As mentioned, the set-up is simple enough as a gang of rag tag Russian soldiers are tasked with pushing into eastern Germany during WW2. Their entire mission documented for prosperity to serve as the perfect propaganda for Stalin.
Discovering twisted corpses and malformed bodies along the way, the team stumble upon a secret Nazi lab where a demented doctor has been carrying out unholy experiments on his troops to create a Frankenstein’s Army for Hitler to use against the Allies.
Realising that they’ve walked straight into a bad dream brought to life, the Russians desperately battle against the never ending barrage of mutated monsters that spring from all around them, trying to cheat death before they fall into the hands of the man responsible for bringing these chaotic creatures to life. The worst fate being that they too might become another one of his terrible creations.
With a simple story excellently executed, Raaphorst does a great job moving the movie along creating tension until the tipping point where all hell breaks loose and the Russian military men are besieged by a myriad of marvelous monsters.
And the monsters are what this film is all about.
Working for many years in the art department of many motion pictures, Raaphorst inventive eye is clearly on display with character design on a par with Guillermo del Toro, except far more gory.

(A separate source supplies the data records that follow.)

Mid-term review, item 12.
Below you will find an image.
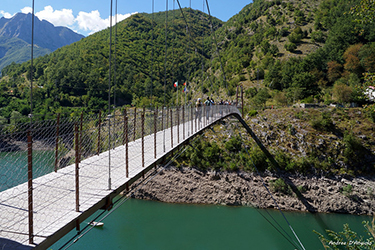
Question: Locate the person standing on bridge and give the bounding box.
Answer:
[195,98,202,128]
[204,96,212,122]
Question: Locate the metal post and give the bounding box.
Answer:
[79,112,83,163]
[190,105,194,135]
[176,106,180,144]
[154,107,158,159]
[142,108,145,168]
[182,105,185,140]
[74,123,79,212]
[122,109,128,145]
[171,109,173,148]
[236,86,239,107]
[241,86,244,118]
[133,108,137,141]
[27,130,34,244]
[195,107,199,131]
[161,106,165,153]
[124,109,129,178]
[55,113,60,172]
[97,110,102,155]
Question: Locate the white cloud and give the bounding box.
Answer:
[35,5,75,26]
[76,10,138,34]
[76,10,109,33]
[21,7,33,14]
[0,5,138,35]
[0,10,14,19]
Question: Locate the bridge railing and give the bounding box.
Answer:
[0,105,238,244]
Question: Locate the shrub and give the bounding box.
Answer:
[311,112,335,131]
[284,42,297,52]
[341,184,353,196]
[248,109,258,116]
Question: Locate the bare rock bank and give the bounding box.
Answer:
[134,167,375,215]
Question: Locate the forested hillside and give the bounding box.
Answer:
[0,0,375,121]
[0,9,222,117]
[209,0,375,107]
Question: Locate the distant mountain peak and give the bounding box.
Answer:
[0,13,84,51]
[0,13,84,70]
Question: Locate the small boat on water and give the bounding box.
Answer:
[88,221,104,227]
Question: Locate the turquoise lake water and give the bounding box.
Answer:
[50,199,371,250]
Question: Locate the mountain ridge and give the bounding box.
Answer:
[0,13,84,70]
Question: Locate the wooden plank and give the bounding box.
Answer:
[0,106,239,249]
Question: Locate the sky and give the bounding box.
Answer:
[0,0,252,36]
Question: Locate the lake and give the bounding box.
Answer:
[50,199,372,250]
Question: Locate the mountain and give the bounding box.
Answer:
[0,0,375,117]
[0,13,84,70]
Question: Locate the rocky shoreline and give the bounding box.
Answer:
[134,167,375,215]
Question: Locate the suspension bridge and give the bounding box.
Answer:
[0,105,250,249]
[0,0,312,249]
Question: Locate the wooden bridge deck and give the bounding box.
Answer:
[0,106,238,249]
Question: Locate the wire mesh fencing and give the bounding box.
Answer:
[0,105,238,244]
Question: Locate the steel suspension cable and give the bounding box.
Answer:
[59,134,203,250]
[239,133,305,250]
[162,0,168,152]
[108,0,113,190]
[113,0,117,108]
[29,0,35,123]
[206,0,227,89]
[150,0,155,106]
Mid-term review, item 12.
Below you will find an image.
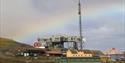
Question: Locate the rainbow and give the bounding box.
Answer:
[15,6,125,41]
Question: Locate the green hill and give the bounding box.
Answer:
[0,38,32,52]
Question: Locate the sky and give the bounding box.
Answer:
[0,0,125,50]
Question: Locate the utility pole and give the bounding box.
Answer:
[78,0,83,50]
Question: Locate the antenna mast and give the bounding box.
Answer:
[78,0,83,50]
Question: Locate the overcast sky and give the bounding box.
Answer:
[0,0,125,50]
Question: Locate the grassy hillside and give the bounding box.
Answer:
[0,38,31,48]
[0,38,32,52]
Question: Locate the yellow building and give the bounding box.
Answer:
[66,50,93,57]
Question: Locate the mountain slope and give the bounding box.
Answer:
[0,38,32,52]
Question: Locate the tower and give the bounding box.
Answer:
[78,0,83,50]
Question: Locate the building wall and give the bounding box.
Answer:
[66,50,92,57]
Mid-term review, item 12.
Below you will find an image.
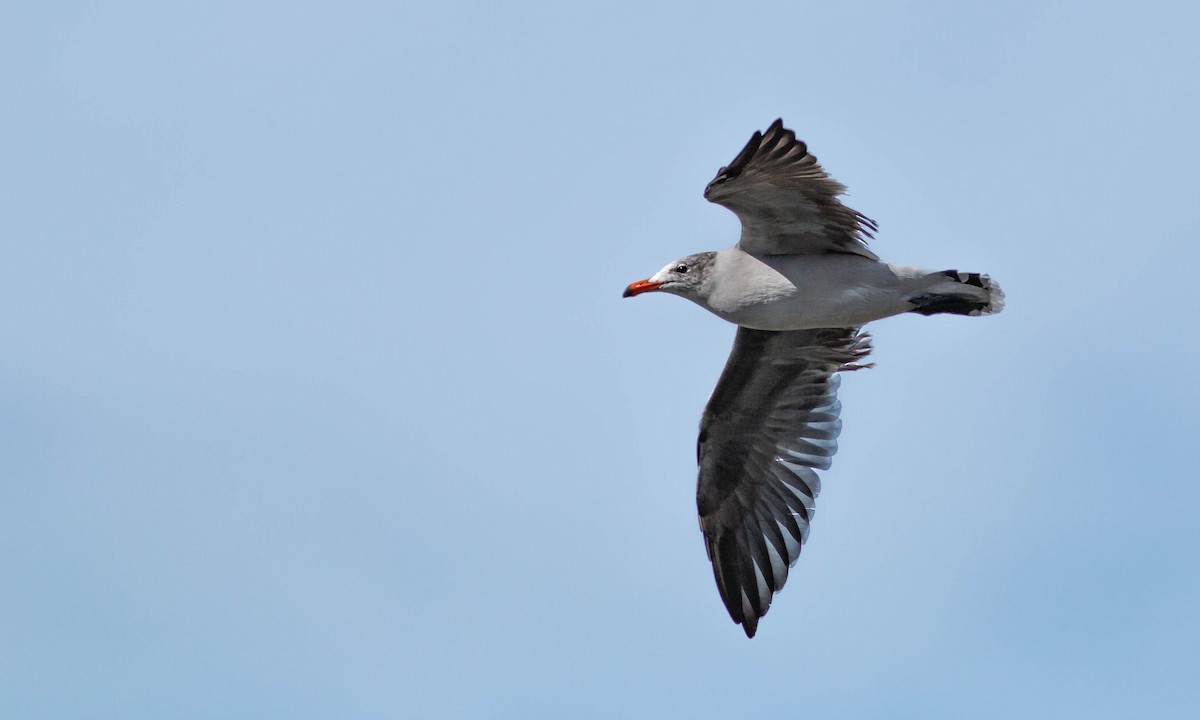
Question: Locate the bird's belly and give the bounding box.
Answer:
[709,265,911,331]
[713,289,904,330]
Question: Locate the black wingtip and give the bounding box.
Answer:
[742,618,758,637]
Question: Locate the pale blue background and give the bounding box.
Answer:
[0,1,1200,719]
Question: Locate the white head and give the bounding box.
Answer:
[622,252,716,300]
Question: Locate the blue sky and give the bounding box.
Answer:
[0,1,1200,719]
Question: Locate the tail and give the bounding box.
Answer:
[908,270,1004,316]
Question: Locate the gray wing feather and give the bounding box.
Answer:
[696,328,871,637]
[704,120,878,260]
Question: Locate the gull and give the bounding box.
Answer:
[624,120,1004,637]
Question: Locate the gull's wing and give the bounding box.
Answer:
[704,120,878,260]
[696,328,871,637]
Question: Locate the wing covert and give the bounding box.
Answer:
[704,120,878,260]
[696,328,871,637]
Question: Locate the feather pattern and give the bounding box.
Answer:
[704,120,878,260]
[696,328,871,637]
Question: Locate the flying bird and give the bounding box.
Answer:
[624,120,1004,637]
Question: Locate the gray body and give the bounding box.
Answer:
[625,120,1004,637]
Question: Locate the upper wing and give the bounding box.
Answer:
[696,328,871,637]
[704,120,878,260]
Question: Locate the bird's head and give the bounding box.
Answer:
[622,252,716,300]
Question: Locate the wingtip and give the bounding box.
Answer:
[742,618,758,638]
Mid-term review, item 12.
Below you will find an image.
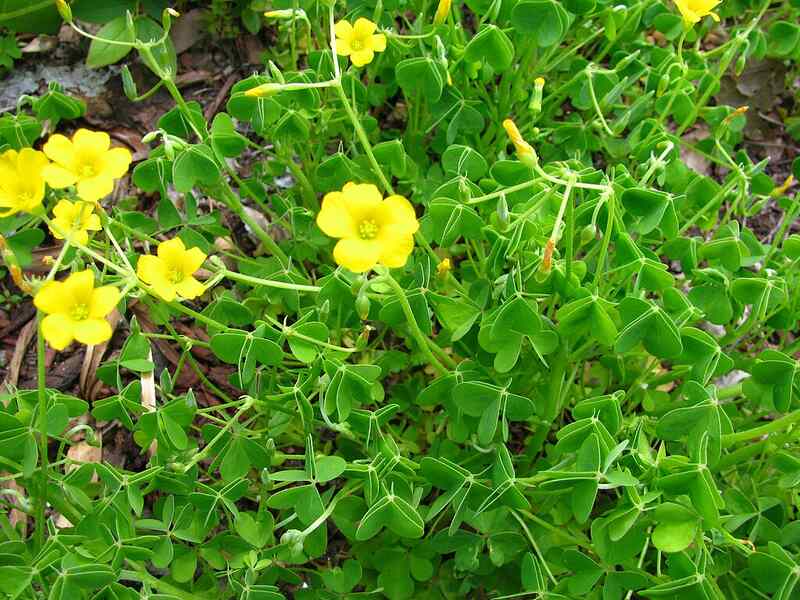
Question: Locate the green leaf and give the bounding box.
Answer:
[395,57,444,102]
[172,144,220,193]
[653,502,700,552]
[465,25,514,73]
[511,0,568,48]
[86,15,135,69]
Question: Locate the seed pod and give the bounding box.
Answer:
[120,65,139,101]
[497,194,508,231]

Blending people with animals, weapons and machinery in all manner of creative and disgusting ways, Raaphorst crafts creatures ripped straight out of your worst nightmares, with plane propeller faced freaks, gas masked stilt legged soldiers and crab claw monstrosities to name but a few.
A self-confessed action figure freak, Raaphorst’s monsters are all insane and individual. In fact there are so many different creatures on display you can’t take them all in at once, making it a perfect film for home viewing as you can rewind and rewatch them again and again.
Taking its cues from Dead Snow and Outpost the film also brings to mind the gothic stylised freaks from Silent Hill. And Frankenstein’s Army also shares another similarity with that particular film in that many times along the way you feel as if you are trapped in a computer game in the best, most visceral way.
The frenetic first person camerawork, added to the ghost train jumps as more marvelous monstrosities emerge to slaughter the soldiers keeps you totally engaged and entertained. On a whole the film is far more serious and scary than you may have thought given the campy, retro vibe the scenario seemingly implies.
Far superior to any other WW2 horror film in recent years, Frankenstein’s Army is a warped and wonderful work, offering up a barmy army ripped from Raaphorst’s insane imagination. It gives a brilliant blood covered bestiary to its audience that does not disappoint.
Off the back of this excellent debut we can’t wait to see what comes out of his marvelous, malformed mind next!